Comme de nombreux autres influenceurs misogynes, Andrew Tate s’appuie aussi sur la désinformation qui circule dans les espaces numériques où les idées misogynes sont normalisées. Ainsi de ces argumentaires selon lesquels les femmes seraient les « gagnantes » du jeu de la séduction, voire de la vie en société, sans considération pour leur surreprésentation parmi les victimes de violences conjugales, leur persistante minorité dans les cercles de pouvoir… ni même pour la possibilité d’une vie sans compétition.
Machine à cash
Par ailleurs, le modèle Tate fait miroiter des gains financiers, voire en rapporte réellement. En cela, il se rapproche des communautés de « crypto bros », qui se sont multipliées au plus fort de la vague crypto de 2021, pour ne plus vraiment refluer depuis.

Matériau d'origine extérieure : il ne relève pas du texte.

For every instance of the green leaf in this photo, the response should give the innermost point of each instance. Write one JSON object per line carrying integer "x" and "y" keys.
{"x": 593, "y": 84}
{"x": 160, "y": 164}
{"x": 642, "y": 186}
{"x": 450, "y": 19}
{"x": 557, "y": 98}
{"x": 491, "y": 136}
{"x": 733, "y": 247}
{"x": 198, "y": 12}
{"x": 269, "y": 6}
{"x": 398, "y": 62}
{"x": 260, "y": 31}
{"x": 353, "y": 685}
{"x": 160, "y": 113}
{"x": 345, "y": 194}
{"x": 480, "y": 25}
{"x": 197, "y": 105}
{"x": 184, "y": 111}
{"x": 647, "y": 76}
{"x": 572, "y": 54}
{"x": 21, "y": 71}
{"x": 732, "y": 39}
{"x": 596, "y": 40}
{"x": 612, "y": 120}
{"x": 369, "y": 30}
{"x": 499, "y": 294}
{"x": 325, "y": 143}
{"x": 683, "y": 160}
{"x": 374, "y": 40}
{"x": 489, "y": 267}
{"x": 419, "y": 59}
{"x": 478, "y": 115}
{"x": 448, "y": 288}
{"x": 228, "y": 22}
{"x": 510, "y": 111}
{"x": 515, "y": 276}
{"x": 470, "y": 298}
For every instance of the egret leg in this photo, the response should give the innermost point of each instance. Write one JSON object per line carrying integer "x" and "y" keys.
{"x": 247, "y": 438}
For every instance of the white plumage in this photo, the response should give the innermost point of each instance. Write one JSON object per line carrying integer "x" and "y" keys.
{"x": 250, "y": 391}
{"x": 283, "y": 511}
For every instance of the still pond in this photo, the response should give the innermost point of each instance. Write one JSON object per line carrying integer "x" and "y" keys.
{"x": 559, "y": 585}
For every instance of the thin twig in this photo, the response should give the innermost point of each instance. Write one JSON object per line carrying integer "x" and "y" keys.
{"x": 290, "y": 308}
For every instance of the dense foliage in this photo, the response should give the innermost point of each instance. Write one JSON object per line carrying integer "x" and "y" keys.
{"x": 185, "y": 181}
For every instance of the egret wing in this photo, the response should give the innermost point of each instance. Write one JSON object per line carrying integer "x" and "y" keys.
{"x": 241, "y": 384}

En 2021, justement, Andrew et Tristan Tate lancent TRW, leur espace numérique privé. Pour y accéder, les utilisateurs (jusqu’à 100 000 personnes dans les périodes les plus fastes) paient l’accès 50 dollars par mois, et jusqu’à 8 000 euros pour pouvoir discuter directement avec les deux frères. Une petite fortune, pour le duo Tate.
Dans les espaces masculinistes, nombreuses sont les offres de ressources pour devenir un « homme de valeur » ou pour obtenir du « coaching charisme » contre rétribution. Dans son ouvrage, Pauline Ferrari décrit un « business de la solitude et de la souffrance », alors que la santé mentale reste un tabou chez les hommes, et que la jeunesse traverse des difficultés aiguës en la matière. De fait, la majorité des messages de TRW analysés par Le Monde évoquent des tentatives de dépasser des difficultés, notamment financières. Avec, toujours, cette manière d’opposer « losers » et « winners ».

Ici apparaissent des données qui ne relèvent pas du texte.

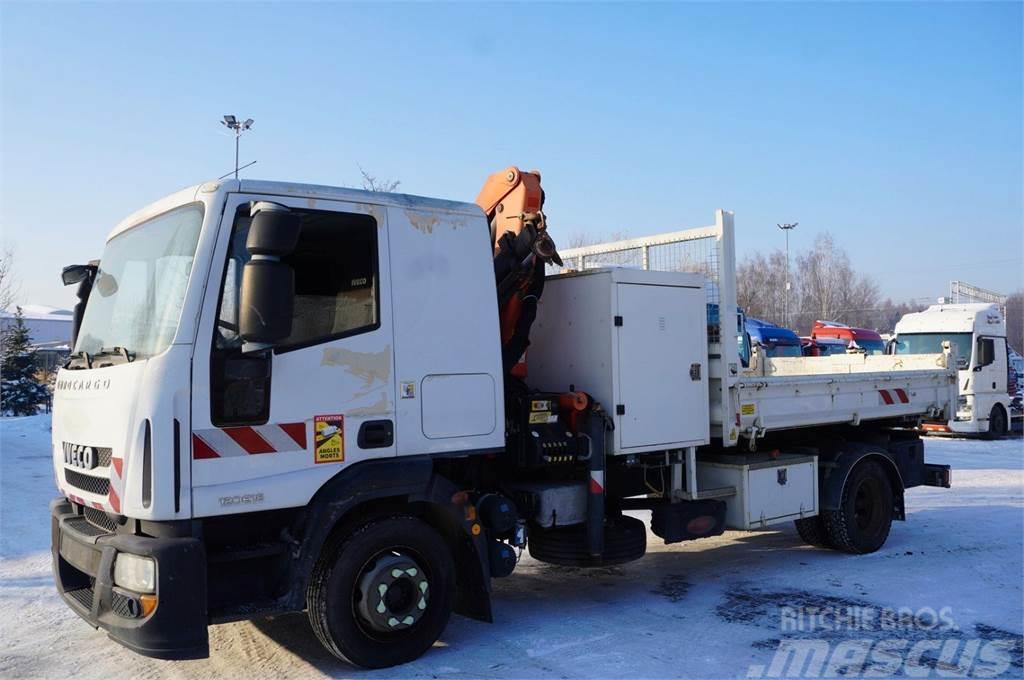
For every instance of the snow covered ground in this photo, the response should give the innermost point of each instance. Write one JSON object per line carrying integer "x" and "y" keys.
{"x": 714, "y": 608}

En définitive, les masculinistes attirent, car ils offrent des réponses d’apparence simple à de réelles problématiques de société : la recherche de lien social, celle de « s’en sortir » financièrement. En articulant leur réponse à des idées profondément misogynes, en revanche, ce type d’influenceurs créent un terreau qui mène à la « Terreur masculiniste » que décrit la chercheuse Stéphanie Lamy dans un ouvrage paru en 2024 aux Éditions du détour. Terreur où l’argent joue, encore une fois, un rôle à part entière.
Sans même passer par des actions violentes comme la tentative d’attentat déjouée à Bordeaux, ces idéologies se traduisent en acte dans les pays où les dirigeants leur expriment leurs sympathies. C’est ce que démontrent les décisions récentes prises aux États-Unis.

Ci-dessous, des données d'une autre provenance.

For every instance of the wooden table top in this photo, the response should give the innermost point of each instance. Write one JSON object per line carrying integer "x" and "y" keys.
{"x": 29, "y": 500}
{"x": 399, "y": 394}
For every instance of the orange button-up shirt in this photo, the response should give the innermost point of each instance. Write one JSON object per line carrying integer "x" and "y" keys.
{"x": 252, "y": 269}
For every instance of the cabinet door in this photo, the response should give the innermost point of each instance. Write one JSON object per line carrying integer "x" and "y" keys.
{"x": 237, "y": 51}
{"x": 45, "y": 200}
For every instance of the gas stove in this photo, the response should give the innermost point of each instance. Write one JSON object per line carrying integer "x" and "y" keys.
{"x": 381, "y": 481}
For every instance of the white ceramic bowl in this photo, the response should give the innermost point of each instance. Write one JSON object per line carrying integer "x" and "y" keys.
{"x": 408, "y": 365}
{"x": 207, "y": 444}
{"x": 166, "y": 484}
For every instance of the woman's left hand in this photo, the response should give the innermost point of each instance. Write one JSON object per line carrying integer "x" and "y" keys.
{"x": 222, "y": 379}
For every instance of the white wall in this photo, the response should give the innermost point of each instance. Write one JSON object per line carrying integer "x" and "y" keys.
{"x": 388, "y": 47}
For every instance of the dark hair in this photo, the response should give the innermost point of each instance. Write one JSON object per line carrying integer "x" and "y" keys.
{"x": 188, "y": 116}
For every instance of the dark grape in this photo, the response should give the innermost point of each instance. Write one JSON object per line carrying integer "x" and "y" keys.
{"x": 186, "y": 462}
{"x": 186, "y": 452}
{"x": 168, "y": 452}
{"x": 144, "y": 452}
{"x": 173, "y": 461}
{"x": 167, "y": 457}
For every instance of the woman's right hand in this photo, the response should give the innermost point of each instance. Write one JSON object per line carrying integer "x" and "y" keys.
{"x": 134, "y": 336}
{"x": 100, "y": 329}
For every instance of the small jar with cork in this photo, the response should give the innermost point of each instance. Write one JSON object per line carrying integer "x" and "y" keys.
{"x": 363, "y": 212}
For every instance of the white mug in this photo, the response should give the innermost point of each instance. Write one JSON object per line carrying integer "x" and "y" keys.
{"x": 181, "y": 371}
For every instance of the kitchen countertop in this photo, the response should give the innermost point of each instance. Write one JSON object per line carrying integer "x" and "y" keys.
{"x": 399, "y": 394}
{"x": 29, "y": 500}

C’est la raison pour laquelle la chercheuse Cécile Simmons alerte sur les incompréhensions que pourrait provoquer la série Adolescence. « Il est vrai que les leaders autoritaires de droite courtisent de plus en plus les jeunes hommes en difficulté, en allant sur leurs podcasts, sur leurs plateformes médiatiques préférées, comme l’a fait Trump lors de la dernière campagne présidentielle », explique-t-elle à la politologue Marie-Cécile Naves. « Mais les croyances suprémacistes masculines transcendent les classes, les groupes d’âge et même les ethnies. » Andrew Tate lui-même a 38 ans. Aux États-Unis, la milice des Proud Boys, dont le leader a 54 ans, a de son côté tenté de s’ouvrir aux hommes non blancs, « quand bien même elle est clairement nationaliste blanche ».